Introduction

Breast cancer is the most common cancer in women, and its incidence has increased over the past few years. Most women will be diagnosed with an oestrogen receptor (ER)-positive tumour, for which endocrine therapy will improve their outcome substantially [1]. The risk of a recurrence is specifically high for women with ER-negative breast cancer in the first 5 years after diagnosis. In contrast, women with ER-positive breast cancer remain at risk for recurrence even after 5 years of endocrine therapy, with an estimated annual excess rate of 2 % for at least 15 years.

In recent years, the development and use of multi-gene signatures for the identification of women at high risk of recurrence have increased noticeably. The 21-gene Oncotype Dx recurrence score (RS) [2] has been developed to classify women with early breast cancer into risk categories for recurrence and has been validated in several cohorts [3]. The RS improved risk stratification in postmenopausal patients in the transATAC (Arimidex, Tamoxifen Alone or Combined) trial [3]. Furthermore, the prognostic precision of RS was enhanced by incorporating classical clinicopathological parameters, clinical treatment score (CTS) [4, 5]. In the same transATAC trial, similar prognostic information was derived from four immunohistochemically measured markers (ER, progesterone receptor (PgR), Ki67 and HER2) integrated into the immunohistochemical markers (IHC4) score [4]. The Prosigna assay, based on the PAM50 gene signature, was developed to determine the intrinsic subtype of a tumour and a Risk of Recurrence Score (ROR) that is correlated with the probability of distant recurrence [6, 7]. The Prosigna ROR score was shown to add significant prognostic information over standard clinicopathological variables in the transATAC trial [8] and the ABCSG-8 trial [9]. In a recent publication [10], a combined analysis of these two trials showed that the ROR predicted late distant recurrence beyond that of clinical parameters.

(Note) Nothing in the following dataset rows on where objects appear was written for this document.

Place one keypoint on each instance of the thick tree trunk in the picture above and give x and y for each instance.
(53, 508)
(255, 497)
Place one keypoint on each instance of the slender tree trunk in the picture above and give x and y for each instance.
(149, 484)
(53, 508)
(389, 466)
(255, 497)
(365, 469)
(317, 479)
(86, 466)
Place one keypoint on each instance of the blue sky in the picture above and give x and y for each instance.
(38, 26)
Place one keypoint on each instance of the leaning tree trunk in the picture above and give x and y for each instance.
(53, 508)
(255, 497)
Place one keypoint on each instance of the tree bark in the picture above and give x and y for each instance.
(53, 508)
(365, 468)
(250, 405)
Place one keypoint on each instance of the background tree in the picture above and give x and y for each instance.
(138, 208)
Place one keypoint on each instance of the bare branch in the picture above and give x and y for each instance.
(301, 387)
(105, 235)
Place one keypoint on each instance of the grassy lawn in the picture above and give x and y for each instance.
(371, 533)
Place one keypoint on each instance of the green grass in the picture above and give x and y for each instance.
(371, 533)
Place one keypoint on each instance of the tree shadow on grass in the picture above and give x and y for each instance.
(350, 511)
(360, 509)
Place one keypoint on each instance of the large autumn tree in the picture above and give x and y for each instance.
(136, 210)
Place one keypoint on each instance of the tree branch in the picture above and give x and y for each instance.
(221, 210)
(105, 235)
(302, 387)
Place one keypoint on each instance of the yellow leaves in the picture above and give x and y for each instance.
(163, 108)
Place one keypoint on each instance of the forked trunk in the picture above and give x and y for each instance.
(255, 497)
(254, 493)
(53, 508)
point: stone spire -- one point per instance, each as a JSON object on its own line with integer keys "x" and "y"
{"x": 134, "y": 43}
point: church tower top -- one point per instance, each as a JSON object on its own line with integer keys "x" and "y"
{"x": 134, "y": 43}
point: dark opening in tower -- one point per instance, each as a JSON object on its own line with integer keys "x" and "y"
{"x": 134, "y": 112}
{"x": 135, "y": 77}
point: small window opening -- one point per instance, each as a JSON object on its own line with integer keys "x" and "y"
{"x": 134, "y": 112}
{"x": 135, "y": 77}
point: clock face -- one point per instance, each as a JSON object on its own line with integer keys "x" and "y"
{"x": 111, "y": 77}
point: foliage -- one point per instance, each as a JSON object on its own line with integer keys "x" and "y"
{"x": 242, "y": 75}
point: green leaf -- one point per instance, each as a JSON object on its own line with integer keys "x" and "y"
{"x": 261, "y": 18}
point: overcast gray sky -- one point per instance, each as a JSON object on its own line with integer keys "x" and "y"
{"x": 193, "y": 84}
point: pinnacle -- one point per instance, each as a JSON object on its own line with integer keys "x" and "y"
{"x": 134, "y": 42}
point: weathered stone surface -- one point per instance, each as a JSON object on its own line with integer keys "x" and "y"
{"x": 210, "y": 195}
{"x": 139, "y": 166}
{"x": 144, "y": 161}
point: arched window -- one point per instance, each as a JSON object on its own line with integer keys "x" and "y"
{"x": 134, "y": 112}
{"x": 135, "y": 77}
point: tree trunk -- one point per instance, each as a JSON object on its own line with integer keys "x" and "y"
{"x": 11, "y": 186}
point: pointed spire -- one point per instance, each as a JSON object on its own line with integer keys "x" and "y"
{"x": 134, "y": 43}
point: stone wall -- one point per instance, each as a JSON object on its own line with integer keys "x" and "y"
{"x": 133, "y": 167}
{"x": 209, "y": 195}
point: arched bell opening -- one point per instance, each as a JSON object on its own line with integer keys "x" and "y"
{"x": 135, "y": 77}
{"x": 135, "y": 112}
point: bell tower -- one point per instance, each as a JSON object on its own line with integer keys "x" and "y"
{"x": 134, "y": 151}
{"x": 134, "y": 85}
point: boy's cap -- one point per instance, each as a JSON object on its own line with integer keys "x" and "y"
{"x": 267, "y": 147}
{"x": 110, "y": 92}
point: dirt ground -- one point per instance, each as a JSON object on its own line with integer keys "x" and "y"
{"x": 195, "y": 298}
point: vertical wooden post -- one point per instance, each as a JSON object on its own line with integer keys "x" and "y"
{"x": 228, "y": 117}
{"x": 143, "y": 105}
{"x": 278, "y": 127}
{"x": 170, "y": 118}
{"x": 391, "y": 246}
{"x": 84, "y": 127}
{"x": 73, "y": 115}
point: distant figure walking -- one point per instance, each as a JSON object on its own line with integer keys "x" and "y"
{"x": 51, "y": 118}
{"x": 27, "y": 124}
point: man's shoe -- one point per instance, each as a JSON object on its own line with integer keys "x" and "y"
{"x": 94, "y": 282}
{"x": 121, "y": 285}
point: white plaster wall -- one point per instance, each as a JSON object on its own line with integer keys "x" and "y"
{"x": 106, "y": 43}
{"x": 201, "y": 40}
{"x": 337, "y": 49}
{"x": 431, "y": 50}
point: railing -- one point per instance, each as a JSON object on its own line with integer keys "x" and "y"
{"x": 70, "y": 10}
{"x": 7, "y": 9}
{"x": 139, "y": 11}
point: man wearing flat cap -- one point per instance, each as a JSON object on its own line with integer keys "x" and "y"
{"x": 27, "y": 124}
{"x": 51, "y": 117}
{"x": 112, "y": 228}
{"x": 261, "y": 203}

Other molecular signatures, such as the EndoPredict [11], Breast Cancer Index [12], Mammaprint [13, 14], have also been developed for the identification of breast cancer patients who are at high risk of a recurrence. However, all the above signatures have in common that apart from clinicopathological features, no other non-clinical risk factors have been taken into account when their prognostic ability was developed and investigated. It is well known that age, body mass index (BMI), previous hormone replacement therapy (HRT) are the risk factors for the development of breast cancer [1519]. It is therefore important to assess the value of incorporation of these parameters when analysing the prognostic ability of multi-gene signatures for the prediction of recurrence. The transATAC study offers a great opportunity to analyse the impact of baseline risk factors on the prediction of recurrence, as there is a median of 10 years follow-up on all patients, and data on the prognostic relevance of four clinical/multi-gene signatures are available.

Methods

The main Anastrozole Tamoxifen Alone or in Combination (ATAC) trial evaluated the efficacy and safety of anastrozole, tamoxifen, or the combination in postmenopausal women with localised breast cancer [20]. For the transATAC protocol, formalin-fixed paraffin-embedded blocks from primary tumours were collected [21]. For this retrospective analysis, 940 women (84.0 %) from the transATAC study with hormone receptor-positive breast cancer who did not receive chemotherapy, randomised to either tamoxifen or anastrozole, and for whom we had data on all four scores available, were included. The IHC4 and CTS were developed on the transATAC dataset and have been described in detail previously [4]. In brief, the CTS contain information on nodal status, grade, tumour size, age, and treatment received. The IHC4 score was used as calculated previously [4]. The 21-gene-based Oncotype Dx RS was developed in women with hormone receptor-positive, node-negative breast cancer treated with tamoxifen [2]. The signature is based on 16 breast cancer-specific genes and five reference genes, including information on proliferation, oestrogen-related genes, invasion, HER2, and other factors [2]. The Prosigna ROR score is based on a 50-gene test [6, 7] and is derived from an expression profile of the 50 genes analysed on the NanoString nCounter Dx analysis system and also includes information on tumour size. A 46-gene subset of the PAM50 genes plus tumour size was used to calculate a predefined ROR score [22].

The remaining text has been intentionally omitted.